The compensation mechanics of a lateral move

One of the most prevalent concerns about lateral moves is the compensation question: if I am not advancing in seniority, how do I rationalize the move financially? The answer, based on our placement data, is that lateral moves frequently yield better immediate compensation than vertical moves at the same company, for two structural reasons.

First, external moves recalibrate the market-rate anchor. A Director who has been earning 10% below market for three years due to conservative annual-increase cycles can recapture that gap in a single lateral move to an equivalent role at a different company. The new employer is pricing to the market at the time of hire, not to the candidate’s personal compensation history. For many senior professionals who have remained at the same company for 5 or more years, a lateral move to an equivalent title at a competing company delivers a meaningful compensation improvement without any title change whatsoever.

Second, a lateral move to a company where your skill set is more strategically important often carries a compensation premium even at identical titles.

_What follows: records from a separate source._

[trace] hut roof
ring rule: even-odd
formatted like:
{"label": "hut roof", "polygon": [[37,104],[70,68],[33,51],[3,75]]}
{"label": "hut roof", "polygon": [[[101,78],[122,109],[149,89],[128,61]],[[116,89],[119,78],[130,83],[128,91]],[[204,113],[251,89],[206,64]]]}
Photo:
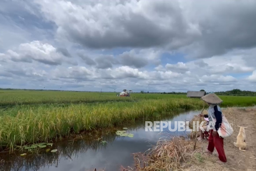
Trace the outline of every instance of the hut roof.
{"label": "hut roof", "polygon": [[187,94],[187,97],[201,97],[206,93],[205,91],[188,91]]}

A VP of Finance who moves laterally to a company where the VP of Finance is on the executive team and presents to the board, versus a company where the VP of Finance is several layers from the top, is in a materially more valuable seat regardless of title equivalence. Companies typically price this correctly, and the candidate benefits.

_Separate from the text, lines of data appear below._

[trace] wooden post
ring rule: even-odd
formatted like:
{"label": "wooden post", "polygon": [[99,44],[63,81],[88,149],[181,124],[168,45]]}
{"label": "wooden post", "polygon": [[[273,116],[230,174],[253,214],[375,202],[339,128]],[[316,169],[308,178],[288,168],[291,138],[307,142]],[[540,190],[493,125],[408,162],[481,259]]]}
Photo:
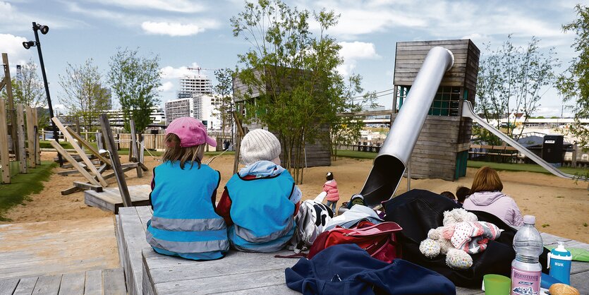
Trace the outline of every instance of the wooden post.
{"label": "wooden post", "polygon": [[102,134],[104,135],[104,143],[107,145],[107,149],[111,153],[112,169],[115,173],[116,183],[119,183],[119,191],[121,192],[121,198],[123,199],[123,205],[130,207],[133,205],[131,197],[129,195],[129,188],[127,187],[127,182],[125,180],[125,174],[121,168],[121,159],[119,159],[119,152],[115,148],[114,138],[112,136],[111,125],[109,124],[109,118],[103,114],[100,115],[99,120],[100,121],[100,126],[102,127]]}
{"label": "wooden post", "polygon": [[27,162],[30,168],[37,167],[35,159],[35,123],[32,121],[32,109],[26,106],[27,114]]}
{"label": "wooden post", "polygon": [[577,167],[577,144],[575,143],[573,145],[573,157],[571,162],[571,166],[573,168]]}
{"label": "wooden post", "polygon": [[102,185],[102,186],[104,187],[108,186],[109,184],[107,183],[107,181],[104,180],[104,178],[102,178],[102,176],[100,175],[100,173],[98,172],[98,170],[97,170],[96,167],[94,166],[94,164],[92,164],[92,161],[90,161],[90,159],[88,159],[88,157],[86,156],[86,153],[84,152],[84,150],[83,150],[82,148],[80,148],[80,145],[78,145],[78,143],[75,143],[75,140],[74,140],[73,137],[72,137],[70,133],[68,132],[68,130],[66,129],[66,127],[63,126],[61,122],[59,121],[59,119],[58,119],[57,117],[54,116],[51,118],[51,120],[54,123],[55,123],[55,126],[56,126],[57,128],[59,128],[59,130],[61,131],[61,133],[63,134],[63,137],[65,138],[68,138],[68,140],[70,142],[72,147],[73,147],[73,149],[75,150],[75,151],[78,152],[78,155],[80,156],[80,158],[82,158],[82,160],[84,161],[84,164],[86,164],[86,167],[96,176],[100,184]]}
{"label": "wooden post", "polygon": [[[8,113],[11,117],[11,135],[12,136],[12,148],[16,154],[16,159],[18,159],[18,140],[16,140],[17,120],[16,109],[14,107],[14,97],[12,93],[12,83],[11,83],[10,65],[8,64],[8,55],[2,54],[2,63],[4,64],[4,82],[6,83],[6,95],[8,97]],[[2,88],[0,88],[1,90]]]}
{"label": "wooden post", "polygon": [[16,106],[16,118],[18,121],[17,133],[18,140],[18,170],[20,173],[27,173],[27,151],[25,149],[25,119],[23,114],[23,104]]}
{"label": "wooden post", "polygon": [[[8,133],[6,127],[6,106],[4,100],[0,98],[0,164],[2,165],[2,183],[10,183]],[[12,141],[15,140],[13,139]]]}
{"label": "wooden post", "polygon": [[68,162],[69,162],[70,164],[71,164],[73,167],[75,168],[76,170],[80,171],[80,173],[83,176],[84,176],[86,180],[88,181],[88,182],[95,186],[100,185],[100,183],[99,183],[98,181],[97,181],[96,179],[95,179],[94,177],[92,177],[92,176],[90,175],[90,174],[88,173],[88,171],[86,171],[86,169],[85,169],[84,167],[83,167],[82,165],[80,165],[80,163],[78,163],[78,161],[76,161],[75,159],[74,159],[73,157],[72,157],[71,155],[69,154],[69,152],[66,151],[66,150],[64,150],[63,148],[61,147],[61,145],[59,145],[59,143],[58,143],[57,141],[51,140],[49,141],[49,143],[51,143],[53,148],[57,150],[57,152],[61,154],[61,155],[63,156],[63,157],[66,160],[68,160]]}
{"label": "wooden post", "polygon": [[32,117],[35,121],[35,164],[41,164],[41,145],[39,143],[39,113],[37,108],[32,109]]}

The sign-on bonus can also offset the short-term cost of any comp adjustment. In our 2024 and 2025 lateral-move placements, the median sign-on for VP-level lateral moves was $150,000 — designed specifically to make the candidate whole on unvested equity or deferred compensation being forfeited at the prior employer. Negotiating the sign-on to reflect the full make-whole calculation (unvested equity at current 409A or stock price plus near-term bonus that won’t be received) is the single most effective compensation tactic in any external move.

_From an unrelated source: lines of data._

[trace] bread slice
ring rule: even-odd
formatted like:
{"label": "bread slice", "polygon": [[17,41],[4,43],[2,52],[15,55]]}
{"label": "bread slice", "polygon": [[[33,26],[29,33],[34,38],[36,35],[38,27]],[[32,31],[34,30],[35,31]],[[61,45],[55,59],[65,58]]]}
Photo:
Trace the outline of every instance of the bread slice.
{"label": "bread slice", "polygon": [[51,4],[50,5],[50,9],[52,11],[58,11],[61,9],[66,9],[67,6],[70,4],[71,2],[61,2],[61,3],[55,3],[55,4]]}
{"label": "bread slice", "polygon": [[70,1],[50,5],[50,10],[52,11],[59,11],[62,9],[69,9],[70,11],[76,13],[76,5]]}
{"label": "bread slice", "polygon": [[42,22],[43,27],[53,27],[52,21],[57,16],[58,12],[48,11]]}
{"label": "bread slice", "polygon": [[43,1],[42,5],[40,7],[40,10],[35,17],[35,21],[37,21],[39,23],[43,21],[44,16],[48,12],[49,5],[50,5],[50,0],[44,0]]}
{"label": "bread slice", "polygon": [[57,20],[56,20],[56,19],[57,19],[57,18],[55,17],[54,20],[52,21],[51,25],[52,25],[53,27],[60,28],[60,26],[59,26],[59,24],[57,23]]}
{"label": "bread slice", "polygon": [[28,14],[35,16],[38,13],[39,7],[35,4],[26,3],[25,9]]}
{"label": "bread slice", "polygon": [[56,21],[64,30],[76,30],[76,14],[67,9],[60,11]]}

Building the case internally first

Before concluding that a lateral move necessitates going external, the internal lateral path warrants genuine evaluation. In roughly 35% of cases where we have counseled a senior professional who felt stuck, the right first step was a single substantive conversation internally — not to threaten to leave, but to genuinely explore whether the organization could restructure their role to provide the mandate expansion they were seeking.

The conversation works best when it’s framed around specific contributions the candidate wants to make, not around the absence of promotions. "I want to own the full P&L for the international segment in addition to the finance function" is a different conversation from "I feel like I’ve been stuck at Director too long." The first is about adding value; the second is about adding title. Organizations respond much better to the first framing.

If the internal conversation yields nothing after 90 days, you have a cleaner foundation for an external search. You’ve demonstrated good faith, you understand precisely why the internal path is closed, and you can describe the situation to external recruiters and hiring managers in terms that reflect well on you. For related guidance on running that external search carefully, see our piece on the confidential search playbook.

What to search for

Senior US professionals exploring lateral move opportunities in their field should specifically target: companies in adjacent industries that have recently secured significant capital and are establishing functions they do not yet possess; companies that have been acquired and are within the first 12 to 18 months of integration, when reporting structures and role boundaries are being reconstructed; and companies that are explicitly advertising roles that are currently under-resourced relative to organizational needs. All three situations create conditions where a lateral-title candidate can enter at a genuine step-up in actual scope and responsibility.